I can picture tiny human figures in full spelunking gear, with little helmet headlights, setting out to explore a newly discovered underground world.

What a surprise this must have been, to find the extent of the gap. Looks like the dough puffed like a pita. I bet it tastes great, regardless.

WatertownNewbie's picture
WatertownNewbie

What did you do after first mixing the dough?  Any stretch-and-folds?  What intervals?  And how long did the dough ferment before you shaped and placed it into the banneton?

I agree that overproofing looks like what occurred, but I wonder whether the dough had overfermented before the shaping, and I also wonder whether the fermentation procedure lacked stretch-and-fold sessions during which gas would have been redistributed.

Evrenbingol's picture
Evrenbingol

My bet is on underproof retarded dough. usually happens if your dough was too cold and/or your starter was not healthy. Like you have not used it for a while and you feed the starter the day before and you use that levain in your bread. I would recommend you to use 2 feeds to 3 feeds with in your first 24 hours if you are reviving a starter.  I would recommend proofing in room temp for 2-3 hours before putting it into the fridge. 
But I think itis the cold effecting your fermentation. 

ALSO MAKE SURE YOU CALCULATE YOUR DDT to 59 is way to cold to bulk. Your house is almost like a retarder. 

Calculate the DDT and shoot for 80f right before bulk starts.  There are few things you can control with bread and water temp is the most important one

SoniaR's picture
SoniaR

Thanks, everyone. After reading the various replies, I'm realizing that dough temperature is probably the cause of many of my bread baking disappointments. As for the disaster of my OP, here's more detail on how I made it:

- formula and method: Breadwerx, 50% WW Sourdough, amounts 1.5% of his.
- Day 1: late afternoon mixed to shaggy ball: flour, water (no temp adjustment; filtered from tap), salt. Put in fridge. At bedtime, put on counter.
- Day 2: I should've added starter first thing in a.m., but it hadn't peaked so I had to wait until 11:00. Starter was very active. Started stretch and folds at 12:15, did 5 ending at 4:00. Pre-shaped. Shaped. Started proofing at 4:45.
- My plan was to bake that evening but I saw not much was happening and then it got late, so I stuck it in the fridge.
- Day 3: Removed from fridge at 6:15 am. Put in 515F oven at 7:15. The rest is on my OP.
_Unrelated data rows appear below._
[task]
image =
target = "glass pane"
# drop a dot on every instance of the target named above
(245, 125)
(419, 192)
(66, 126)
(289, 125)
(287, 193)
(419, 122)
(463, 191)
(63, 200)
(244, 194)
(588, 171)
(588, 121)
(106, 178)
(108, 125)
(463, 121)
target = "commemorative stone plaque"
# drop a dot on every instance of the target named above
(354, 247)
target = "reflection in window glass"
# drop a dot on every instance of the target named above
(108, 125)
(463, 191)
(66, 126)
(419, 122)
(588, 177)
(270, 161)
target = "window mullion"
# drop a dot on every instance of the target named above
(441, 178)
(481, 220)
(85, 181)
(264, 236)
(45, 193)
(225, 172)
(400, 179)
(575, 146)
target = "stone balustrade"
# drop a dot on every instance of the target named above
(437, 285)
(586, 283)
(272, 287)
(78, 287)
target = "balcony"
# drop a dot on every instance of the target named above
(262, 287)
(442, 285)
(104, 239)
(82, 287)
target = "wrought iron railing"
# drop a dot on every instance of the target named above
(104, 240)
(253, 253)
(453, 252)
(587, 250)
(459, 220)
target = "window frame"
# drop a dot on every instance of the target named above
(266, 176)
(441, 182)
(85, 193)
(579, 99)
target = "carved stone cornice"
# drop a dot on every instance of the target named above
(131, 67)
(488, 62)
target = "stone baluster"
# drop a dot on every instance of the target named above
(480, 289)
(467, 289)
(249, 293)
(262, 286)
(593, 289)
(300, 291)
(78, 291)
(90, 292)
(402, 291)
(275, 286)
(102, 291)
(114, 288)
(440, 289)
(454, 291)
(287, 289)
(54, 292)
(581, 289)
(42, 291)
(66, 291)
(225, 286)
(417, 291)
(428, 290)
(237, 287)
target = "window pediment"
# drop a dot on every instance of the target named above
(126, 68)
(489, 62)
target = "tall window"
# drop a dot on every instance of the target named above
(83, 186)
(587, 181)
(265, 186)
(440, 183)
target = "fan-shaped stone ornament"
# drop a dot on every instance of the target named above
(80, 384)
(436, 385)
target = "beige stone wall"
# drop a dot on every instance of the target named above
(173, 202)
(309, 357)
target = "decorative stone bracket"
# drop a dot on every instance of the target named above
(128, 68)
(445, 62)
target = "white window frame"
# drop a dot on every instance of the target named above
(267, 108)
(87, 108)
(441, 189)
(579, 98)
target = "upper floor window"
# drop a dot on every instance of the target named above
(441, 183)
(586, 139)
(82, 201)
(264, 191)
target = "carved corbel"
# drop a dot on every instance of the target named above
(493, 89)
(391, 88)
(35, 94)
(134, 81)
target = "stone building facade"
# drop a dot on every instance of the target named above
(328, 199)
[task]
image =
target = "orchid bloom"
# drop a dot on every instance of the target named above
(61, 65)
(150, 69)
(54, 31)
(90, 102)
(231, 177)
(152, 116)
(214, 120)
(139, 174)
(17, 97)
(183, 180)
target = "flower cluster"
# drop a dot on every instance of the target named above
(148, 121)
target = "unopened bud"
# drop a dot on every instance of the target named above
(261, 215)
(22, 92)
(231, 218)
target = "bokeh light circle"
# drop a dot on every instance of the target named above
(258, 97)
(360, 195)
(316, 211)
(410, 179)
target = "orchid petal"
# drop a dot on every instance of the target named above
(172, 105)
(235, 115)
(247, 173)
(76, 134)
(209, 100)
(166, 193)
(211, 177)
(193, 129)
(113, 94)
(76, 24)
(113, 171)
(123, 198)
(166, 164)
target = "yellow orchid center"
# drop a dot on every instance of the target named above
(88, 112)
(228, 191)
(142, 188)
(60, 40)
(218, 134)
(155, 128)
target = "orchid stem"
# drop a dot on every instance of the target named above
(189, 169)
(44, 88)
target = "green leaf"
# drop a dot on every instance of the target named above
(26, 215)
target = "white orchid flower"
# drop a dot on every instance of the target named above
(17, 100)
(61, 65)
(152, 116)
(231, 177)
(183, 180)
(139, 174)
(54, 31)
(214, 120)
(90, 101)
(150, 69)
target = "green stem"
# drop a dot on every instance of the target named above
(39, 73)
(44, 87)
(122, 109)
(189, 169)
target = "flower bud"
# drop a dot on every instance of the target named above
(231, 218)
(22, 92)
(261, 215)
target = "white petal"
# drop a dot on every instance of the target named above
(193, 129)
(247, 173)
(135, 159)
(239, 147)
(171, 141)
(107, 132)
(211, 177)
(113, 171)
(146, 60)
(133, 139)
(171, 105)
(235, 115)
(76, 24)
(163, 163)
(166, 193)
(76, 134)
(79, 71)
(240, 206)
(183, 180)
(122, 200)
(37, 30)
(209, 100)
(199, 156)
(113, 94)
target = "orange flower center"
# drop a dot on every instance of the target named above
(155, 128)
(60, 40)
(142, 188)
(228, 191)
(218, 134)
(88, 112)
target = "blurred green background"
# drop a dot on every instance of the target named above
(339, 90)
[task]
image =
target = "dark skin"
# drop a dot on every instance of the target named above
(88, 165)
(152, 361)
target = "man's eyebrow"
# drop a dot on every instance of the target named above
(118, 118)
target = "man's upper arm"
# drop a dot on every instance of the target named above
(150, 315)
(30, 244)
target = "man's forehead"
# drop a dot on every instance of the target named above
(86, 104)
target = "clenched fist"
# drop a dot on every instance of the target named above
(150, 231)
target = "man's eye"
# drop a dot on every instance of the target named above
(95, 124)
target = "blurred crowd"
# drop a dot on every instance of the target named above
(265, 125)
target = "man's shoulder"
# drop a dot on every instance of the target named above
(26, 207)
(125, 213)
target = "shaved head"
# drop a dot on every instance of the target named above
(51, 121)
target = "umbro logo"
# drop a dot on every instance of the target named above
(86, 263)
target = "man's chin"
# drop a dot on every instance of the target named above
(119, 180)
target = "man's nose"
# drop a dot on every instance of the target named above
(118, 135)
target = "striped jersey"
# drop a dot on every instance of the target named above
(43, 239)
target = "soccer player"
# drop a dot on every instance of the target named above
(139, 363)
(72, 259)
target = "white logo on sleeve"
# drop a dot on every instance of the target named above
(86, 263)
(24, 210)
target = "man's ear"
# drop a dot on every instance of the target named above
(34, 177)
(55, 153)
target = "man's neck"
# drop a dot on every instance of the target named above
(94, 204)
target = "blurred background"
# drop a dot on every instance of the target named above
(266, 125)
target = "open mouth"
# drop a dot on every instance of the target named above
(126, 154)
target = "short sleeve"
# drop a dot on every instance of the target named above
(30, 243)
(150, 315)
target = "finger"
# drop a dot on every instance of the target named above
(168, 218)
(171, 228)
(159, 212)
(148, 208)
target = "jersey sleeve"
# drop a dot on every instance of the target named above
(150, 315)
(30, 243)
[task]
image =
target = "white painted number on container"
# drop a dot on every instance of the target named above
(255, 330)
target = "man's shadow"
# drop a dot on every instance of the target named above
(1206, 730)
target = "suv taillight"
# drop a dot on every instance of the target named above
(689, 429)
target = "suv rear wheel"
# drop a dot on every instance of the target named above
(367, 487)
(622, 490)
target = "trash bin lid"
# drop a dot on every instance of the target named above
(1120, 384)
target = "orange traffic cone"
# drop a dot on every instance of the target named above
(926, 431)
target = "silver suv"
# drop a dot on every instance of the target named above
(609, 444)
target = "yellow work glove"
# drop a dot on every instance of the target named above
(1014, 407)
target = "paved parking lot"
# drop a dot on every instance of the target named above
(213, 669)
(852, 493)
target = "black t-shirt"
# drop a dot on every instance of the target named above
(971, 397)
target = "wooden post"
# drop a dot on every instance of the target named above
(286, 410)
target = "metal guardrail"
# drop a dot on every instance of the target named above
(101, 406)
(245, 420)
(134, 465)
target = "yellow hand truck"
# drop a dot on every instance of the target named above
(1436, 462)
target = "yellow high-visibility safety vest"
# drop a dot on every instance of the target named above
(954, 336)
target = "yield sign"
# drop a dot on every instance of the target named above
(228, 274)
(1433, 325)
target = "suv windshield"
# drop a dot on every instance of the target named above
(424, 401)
All this time, morning ambient temp in kitchen is in fact worse than the 59 I thought. It more like 55F. Daytime is a bit more, maybe 60. We like a cold house...

On the one hand, the internal cavern is an obvious failure. But also, the outer sheen and smoothness and lack of texture difference where slashes are is another. Maybe all connected. My husband thinks the misting (cold water...) created a coating that the gasses could not break through. So they popped inside and created the cavern.

Sometimes I do things to create a warmer environment. For example, for starter, I put jar in bowl of warm water. Or I turn oven on for 10 seconds, leave light on, etc. It's all a hassle and I never get consistency. Now I get why professional bakers are always in short-sleeved t-shirts.

Given all this, I agree with Evrenbingol that underproofing is probably the issue here. I had to look up what DDT meant (I am indeed at newbie!) but am now educated somewhat and will work with water temp for sure next time.

Although with this Breadwerx method, since the water was added the night before, I'm not sure it matters. I have to get room temp dough up to 80F (what Evrenbingol suggested, I think) when I start bulk fermentation and S&Fs. I guess I'll have to figure out how to do that, or get a proofer.

Filomatic's picture
Filomatic

One way or another it's from being underproofed.  Large holes with tight crumb elsewhere.

SoniaR's picture
SoniaR

The slashes that were about 1/4" deep on raw dough before misting and baking seem to have self-sealed so that no gas could escape. I'm thinking that the sealing in of the gas didn't allow a normal oven spring, but instead acted like a balloon and just puffed up the inside but didn't allow the dough on the bottom to rise. Anyway, that's the theory, all that to say that I wonder what would have prevented the slashes from opening and letting out the gas. Something about the misting?